My camera batteries died about five minutes after I started to take pictures, but I got a few.  Here is a display of pickle jars.....


----------



## annie44 (Aug 9, 2008)

Wistarburgh display...


----------



## annie44 (Aug 9, 2008)

Demijohns...


----------



## annie44 (Aug 9, 2008)

John Wolf, a cure collector who was kind enough to let me take his picture, and who sold me a Daffy's True Elixir today....


----------



## annie44 (Aug 9, 2008)

Lots of Warner's bottles....


----------



## annie44 (Aug 9, 2008)

and some poisons....


----------



## cobaltbot (Aug 9, 2008)

Day two of my vacation was great as I went to my first National show, drooled over lots of great glass and "bugged" people for pictures all day.  I didn't buy much but talked with a lot of great folks, learned alot, and came away with ton's of free or cheap reading material.  The displays were great!  Fittingly, I picked up this York blob that I had bought from Ry.  Other than the shirt, I bought this colored Hire's, a tiny blue marble and the pickle pin was free.


----------



## cobaltbot (Aug 9, 2008)

Unlike Shupp's Grove I saw lots of people I knew.  The first from the forum was Cindy (Annie44) as she was at Chris's (Baltbottles) table.


----------



## cobaltbot (Aug 9, 2008)

Here's just one of the many fine tables to peruse!  Seemed bigger than the Baltimore show though may have been close, there were many more displays though.


----------



## cobaltbot (Aug 9, 2008)

Talked to some of the legends:  Norm


----------



## cobaltbot (Aug 9, 2008)

And Jim.  Managed to finally renew my ABGC and bought the three issues I missed by letting it run out.


----------



## cobaltbot (Aug 9, 2008)

Warren might like these.....


----------



## cobaltbot (Aug 9, 2008)

Making up for my blurry pic of the Philly boys at the Baltimore show, here's Matt.


----------



## cobaltbot (Aug 9, 2008)

And George holding some very nice and old comb decorated pieces they dug in Baltimore.


----------



## cobaltbot (Aug 9, 2008)

Doug Leybourne (sp?) was there with the latest version of The Red Book.


----------



## cobaltbot (Aug 9, 2008)

One of the displays I liked showed some great canning jars, crocks, and stone fruit jars from PA.  Hey Jim I think one of these was from Lewistown.


----------



## cobaltbot (Aug 9, 2008)

Soda stuff anyone?


----------



## cobaltbot (Aug 9, 2008)

Kathy wasn't feeling great but did a great job manning the soda fizz and Bottles and Extras tables - real nice to talk with.


----------



## cobaltbot (Aug 9, 2008)

That's all for now, got a picture of Meech and me, taken by his pretty wife.  Not sure he wants me to add it so I'm substituting this one, you see these great bottles together a lot.


----------



## capsoda (Aug 10, 2008)

Looks like a great show with lots of glass goodies and great folk.

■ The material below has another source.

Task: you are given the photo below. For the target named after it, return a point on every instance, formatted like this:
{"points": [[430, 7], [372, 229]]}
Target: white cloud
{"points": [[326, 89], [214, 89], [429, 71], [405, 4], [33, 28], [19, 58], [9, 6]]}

Gotta love it.


----------



## glass man (Aug 10, 2008)

WHAT GREAT PICTURES! I WAS LUCKY ENOUGH TO GO TO THE NASHVILLE EXPO. A HIGH LITE OF MY LIFE! THANKS SO MUCH FOR THE PICTURES!


----------



## Trying not to break it (Aug 10, 2008)

hi cindy and steve,  thanks so much for all the great pictures.  looks like a good time.   rhona


----------



## glass man (Aug 13, 2008)

WOW! WHAT WONDERFUL STUFF! IT MUST BE A VERY SCARY THING TO SET UP SOME OF THOSE DISPLAYS! JUST ONE SLIP AND.....


----------



## whiskeyman (Aug 14, 2008)

Great pix all...!!
 Thanks for sharing.


----------



## BRIAN S. (Aug 26, 2008)

I missed this Expo ...... Arrrggg !
 But thanks for sharing the pics !


----------